Bad Scene, Everyone's Fault

by Bobby Curnow

Truth be told, I came into the real fun of high school fairly late… I didn’t touch alcohol until Junior year, and didn’t smoke pot until Senior year. I was a certified ‘nice guy’ who felt worried about my friends ‘experimenting’ while feeling terribly left out at the same time. I blame my good relationship with my parents and comfortable 6.5 on the popularity scale for not getting on the partying bandwagon earlier. I was simply too well adjusted and too self-righteous to feel that I needed to partake in illegal activities in order to have fun.

Yet as we all know, peer pressure is the un-slayable hydra of youth and before long I got sick of my friends sneaking off to drink and smoke without me. I jumped on board and quickly realized what everyone else seemed to know… drinking and doing stupid things was incredibly fun. Seeing that everyone had a head start in the Getting Fucked Up race, I hustled to catch up. I went to all the parties I could. Suddenly a whole new world of delightful chaos opened up to me. And where there is high school and chaos, there is drama.

So much drama, and so much of it completely, utterly, pointless. The puking, the recriminations, the making out, the gossip, the passing out, the breaking stuff, the betrayal, the new friendships with the wrong person… all of it was new, and all of it felt dangerous and exciting.

All that was missing was fast paced music with lyrics that unambiguously mirrored exactly what I was going through. Jawbreaker’s “Dear You” would make a couple rounds as an important emotional backdrop to my everyday life… it’s got the perfect amount of “angry-at-nothing” lyrics while remaining self aware and clever enough to appeal an honor student who was convinced he understood exactly what Samuel Beckett was talking about.
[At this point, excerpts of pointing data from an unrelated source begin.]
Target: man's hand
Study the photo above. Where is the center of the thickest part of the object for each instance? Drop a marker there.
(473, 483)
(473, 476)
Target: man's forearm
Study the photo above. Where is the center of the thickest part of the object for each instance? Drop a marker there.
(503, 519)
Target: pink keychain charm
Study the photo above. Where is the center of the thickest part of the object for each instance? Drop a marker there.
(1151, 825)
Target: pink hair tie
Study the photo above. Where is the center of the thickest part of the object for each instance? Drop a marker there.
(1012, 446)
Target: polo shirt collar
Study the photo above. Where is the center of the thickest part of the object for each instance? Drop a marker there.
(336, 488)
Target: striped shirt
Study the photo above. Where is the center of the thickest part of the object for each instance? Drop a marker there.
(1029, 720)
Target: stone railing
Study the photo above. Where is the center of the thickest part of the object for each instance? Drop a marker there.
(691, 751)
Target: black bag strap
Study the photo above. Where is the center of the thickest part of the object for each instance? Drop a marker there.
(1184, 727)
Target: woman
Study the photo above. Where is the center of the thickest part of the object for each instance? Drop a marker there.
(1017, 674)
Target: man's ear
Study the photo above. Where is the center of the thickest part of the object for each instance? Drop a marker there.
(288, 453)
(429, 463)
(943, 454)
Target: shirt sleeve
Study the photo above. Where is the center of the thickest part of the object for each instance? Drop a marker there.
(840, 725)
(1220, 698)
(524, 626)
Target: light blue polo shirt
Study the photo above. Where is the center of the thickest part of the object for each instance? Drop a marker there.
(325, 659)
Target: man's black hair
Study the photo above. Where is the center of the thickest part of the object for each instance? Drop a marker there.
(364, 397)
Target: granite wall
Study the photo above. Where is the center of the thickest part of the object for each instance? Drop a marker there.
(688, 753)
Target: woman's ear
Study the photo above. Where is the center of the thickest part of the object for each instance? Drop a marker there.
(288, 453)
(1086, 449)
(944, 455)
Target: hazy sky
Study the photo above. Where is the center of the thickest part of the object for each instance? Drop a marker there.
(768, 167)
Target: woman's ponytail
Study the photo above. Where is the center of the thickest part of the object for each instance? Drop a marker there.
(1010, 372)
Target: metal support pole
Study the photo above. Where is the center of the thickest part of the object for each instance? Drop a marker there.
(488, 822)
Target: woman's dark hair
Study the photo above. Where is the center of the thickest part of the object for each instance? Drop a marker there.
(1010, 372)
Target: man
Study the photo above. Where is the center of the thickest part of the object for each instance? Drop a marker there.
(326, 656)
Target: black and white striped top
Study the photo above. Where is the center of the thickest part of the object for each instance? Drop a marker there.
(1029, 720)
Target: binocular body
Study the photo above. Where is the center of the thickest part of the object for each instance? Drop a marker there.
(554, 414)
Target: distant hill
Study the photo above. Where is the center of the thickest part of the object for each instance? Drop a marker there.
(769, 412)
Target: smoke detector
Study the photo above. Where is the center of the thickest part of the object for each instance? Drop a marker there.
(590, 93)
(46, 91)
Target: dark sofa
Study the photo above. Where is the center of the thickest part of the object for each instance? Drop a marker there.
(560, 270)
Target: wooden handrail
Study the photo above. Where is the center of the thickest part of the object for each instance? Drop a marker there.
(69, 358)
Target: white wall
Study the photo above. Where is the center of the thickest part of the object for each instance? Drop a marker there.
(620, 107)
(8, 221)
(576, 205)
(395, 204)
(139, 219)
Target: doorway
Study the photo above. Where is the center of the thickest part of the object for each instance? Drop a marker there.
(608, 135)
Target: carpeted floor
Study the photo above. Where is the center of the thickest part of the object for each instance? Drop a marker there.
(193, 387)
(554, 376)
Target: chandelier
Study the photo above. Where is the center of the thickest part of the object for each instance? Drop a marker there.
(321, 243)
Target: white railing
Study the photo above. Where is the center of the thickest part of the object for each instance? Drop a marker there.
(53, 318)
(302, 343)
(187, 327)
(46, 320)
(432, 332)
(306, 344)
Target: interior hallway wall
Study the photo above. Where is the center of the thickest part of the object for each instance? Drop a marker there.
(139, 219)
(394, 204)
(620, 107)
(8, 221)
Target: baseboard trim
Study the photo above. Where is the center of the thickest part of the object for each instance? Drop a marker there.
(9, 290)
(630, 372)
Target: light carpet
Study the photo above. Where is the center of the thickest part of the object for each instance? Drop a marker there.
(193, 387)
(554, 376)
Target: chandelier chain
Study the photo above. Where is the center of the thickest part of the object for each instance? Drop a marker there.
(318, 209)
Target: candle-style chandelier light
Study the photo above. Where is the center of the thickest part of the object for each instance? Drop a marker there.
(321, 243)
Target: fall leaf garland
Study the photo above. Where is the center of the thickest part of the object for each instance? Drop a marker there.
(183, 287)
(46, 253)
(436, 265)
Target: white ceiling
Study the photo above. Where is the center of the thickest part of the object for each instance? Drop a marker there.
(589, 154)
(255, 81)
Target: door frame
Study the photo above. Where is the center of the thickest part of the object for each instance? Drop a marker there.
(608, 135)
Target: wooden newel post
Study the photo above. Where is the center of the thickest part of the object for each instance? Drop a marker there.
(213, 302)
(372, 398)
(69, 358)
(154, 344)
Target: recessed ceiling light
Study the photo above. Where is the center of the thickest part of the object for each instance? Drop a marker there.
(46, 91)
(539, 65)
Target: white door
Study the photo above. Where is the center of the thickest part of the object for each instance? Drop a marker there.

I swallowed this music whole, killing more than one cassette tape as I blasted it as loud as I could in my dead grandma’s ’79 Volare. “Dear You” on a whole is an angry, bitter album, but it has moments of pure pop bliss. “Bad Scene, Everyone’s Fault” was the perfect burst of energy after the hyper-gloom of the Christopher Walken in Annie Hall sampling of “Jet Black”. The guitar volley opening and relentless head-boppin melody instantly got me jumping in my car seat as I waited at the drive through at Arby’s. I remember it as a fist pumping reward for sympathizing so thoroughly with Blake Schwarzenbach’s bleak lyrics in the previous songs. I could always turn off my mind when “Bad Scene…” came on and simply rock out. And no one can ever rock out as much as a 17 year old in his own car driving to a party.

Today “Bad Scene, Everyone’s Fault” holds a special place in my heart because it so thoroughly captures that time in my life. Stealing beers, hearing a friend whining about an ex-girlfriend, and embarrassingly knowing every drum fill to a Zeppelin song. “Bad Scene” covers all that ground with a wink and a smile as well perfectly conveying the baffling contradictions of high school heartbreak. It’s an ode to the pure stupid drama and chaos that is a high school party... otherwise known as your most precious memories that you can barely remember. The song is quick and over too soon, seemingly like my 15 months of drinking in high school. But it ends at exactly the proper moment- right when the cops show up.

1 comment:

  1. in high school, i was unusually obsessed with "fireman," considering no one had yet to break my heart. i think i've just always loved revenge fantasies.